- Location: Haliburton County, Ontario
- Coordinates: 45°02′28″N 78°32′10″W﻿ / ﻿45.041°N 78.536°W
- Type: Glacial lake
- Primary inflows: Drag River
- Primary outflows: Burnt River
- Basin countries: Canada
- Frozen: Mid-December to Late April

= Grass Lake (Haliburton County) =

Grass Lake is a lake in Haliburton County, Ontario, Canada. It is in the "cottage country" area of central Ontario and has many cottages along its shores. It is connected to Head Lake in the east and Kashagawigamog Lake to the west. Like other lakes in the five lake chain, Grass Lake is essentially a widening of the Drag River, which flows from Drag Lake into the chain of lakes at Head Lake and out again at Canning Lake where a dam is controlled by the Trent–Severn Waterway.
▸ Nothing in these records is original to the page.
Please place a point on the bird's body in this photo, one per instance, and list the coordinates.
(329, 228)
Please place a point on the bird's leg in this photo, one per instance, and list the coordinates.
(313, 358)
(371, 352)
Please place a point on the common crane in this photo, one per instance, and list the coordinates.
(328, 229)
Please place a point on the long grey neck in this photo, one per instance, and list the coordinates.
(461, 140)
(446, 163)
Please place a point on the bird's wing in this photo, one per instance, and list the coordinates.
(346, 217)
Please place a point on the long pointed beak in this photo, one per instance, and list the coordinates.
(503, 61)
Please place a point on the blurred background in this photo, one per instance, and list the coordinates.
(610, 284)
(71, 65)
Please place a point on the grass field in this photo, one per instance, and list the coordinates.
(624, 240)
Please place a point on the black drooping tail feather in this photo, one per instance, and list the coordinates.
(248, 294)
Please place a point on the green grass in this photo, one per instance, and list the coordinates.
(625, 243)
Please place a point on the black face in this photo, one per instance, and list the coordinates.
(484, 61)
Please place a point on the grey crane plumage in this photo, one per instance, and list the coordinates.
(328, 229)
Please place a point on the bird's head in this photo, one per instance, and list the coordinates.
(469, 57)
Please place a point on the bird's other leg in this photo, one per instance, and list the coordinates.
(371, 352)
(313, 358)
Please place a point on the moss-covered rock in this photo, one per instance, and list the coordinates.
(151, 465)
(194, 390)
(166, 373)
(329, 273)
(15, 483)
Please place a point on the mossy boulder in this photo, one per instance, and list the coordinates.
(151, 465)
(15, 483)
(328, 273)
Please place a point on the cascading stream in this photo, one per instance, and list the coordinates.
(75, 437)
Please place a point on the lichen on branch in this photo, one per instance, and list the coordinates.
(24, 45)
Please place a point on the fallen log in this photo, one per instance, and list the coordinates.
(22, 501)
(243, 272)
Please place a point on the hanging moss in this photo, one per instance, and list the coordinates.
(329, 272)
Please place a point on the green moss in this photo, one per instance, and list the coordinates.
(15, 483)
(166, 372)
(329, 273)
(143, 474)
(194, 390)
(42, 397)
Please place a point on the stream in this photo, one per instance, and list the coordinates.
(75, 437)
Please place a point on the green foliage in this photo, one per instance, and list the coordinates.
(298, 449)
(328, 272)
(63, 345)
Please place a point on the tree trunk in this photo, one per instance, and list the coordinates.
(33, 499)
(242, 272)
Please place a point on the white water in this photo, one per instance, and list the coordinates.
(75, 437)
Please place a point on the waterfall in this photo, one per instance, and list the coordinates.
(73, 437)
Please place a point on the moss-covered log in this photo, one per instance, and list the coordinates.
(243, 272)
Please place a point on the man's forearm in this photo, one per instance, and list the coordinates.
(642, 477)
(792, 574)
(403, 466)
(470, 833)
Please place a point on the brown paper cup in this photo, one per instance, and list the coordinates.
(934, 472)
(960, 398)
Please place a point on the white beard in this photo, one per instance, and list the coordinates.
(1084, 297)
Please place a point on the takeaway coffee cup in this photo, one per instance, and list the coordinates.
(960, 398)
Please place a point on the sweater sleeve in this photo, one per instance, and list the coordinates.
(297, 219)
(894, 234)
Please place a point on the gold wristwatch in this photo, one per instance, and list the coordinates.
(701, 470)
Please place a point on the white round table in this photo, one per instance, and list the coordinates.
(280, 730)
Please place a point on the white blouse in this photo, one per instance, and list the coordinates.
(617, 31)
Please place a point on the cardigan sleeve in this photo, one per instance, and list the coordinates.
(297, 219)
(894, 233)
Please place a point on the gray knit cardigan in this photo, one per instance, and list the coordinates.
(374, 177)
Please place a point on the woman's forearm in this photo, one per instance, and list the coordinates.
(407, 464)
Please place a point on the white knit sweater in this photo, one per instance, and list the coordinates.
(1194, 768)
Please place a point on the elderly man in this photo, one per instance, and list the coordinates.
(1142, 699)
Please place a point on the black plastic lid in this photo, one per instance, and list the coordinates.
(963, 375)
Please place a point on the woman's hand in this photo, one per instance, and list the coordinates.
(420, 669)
Residents of Grass Lake are represented by the Grass Lake Association.

==Ecology==
Watersheds Canada found in a 2015 survey, "93% of properties on Grass Lake had submergent plants while 58% of properties had emergent vegetation which is an important source of habitat for fish, and other aquatic organisms. Floating vegetation was found less frequently on Grass Lake but is still an important part of the aquatic ecosystem, giving habitat to birds, frogs, dragonflies, and other wildlife." On the topic of wildlife habitats, the same survey found, "(The) most common types of nearshore habitat on Grass Lake were terrestrial logs (and) overhanging vegetation. Most properties on Grass Lake had some amount of habitat present."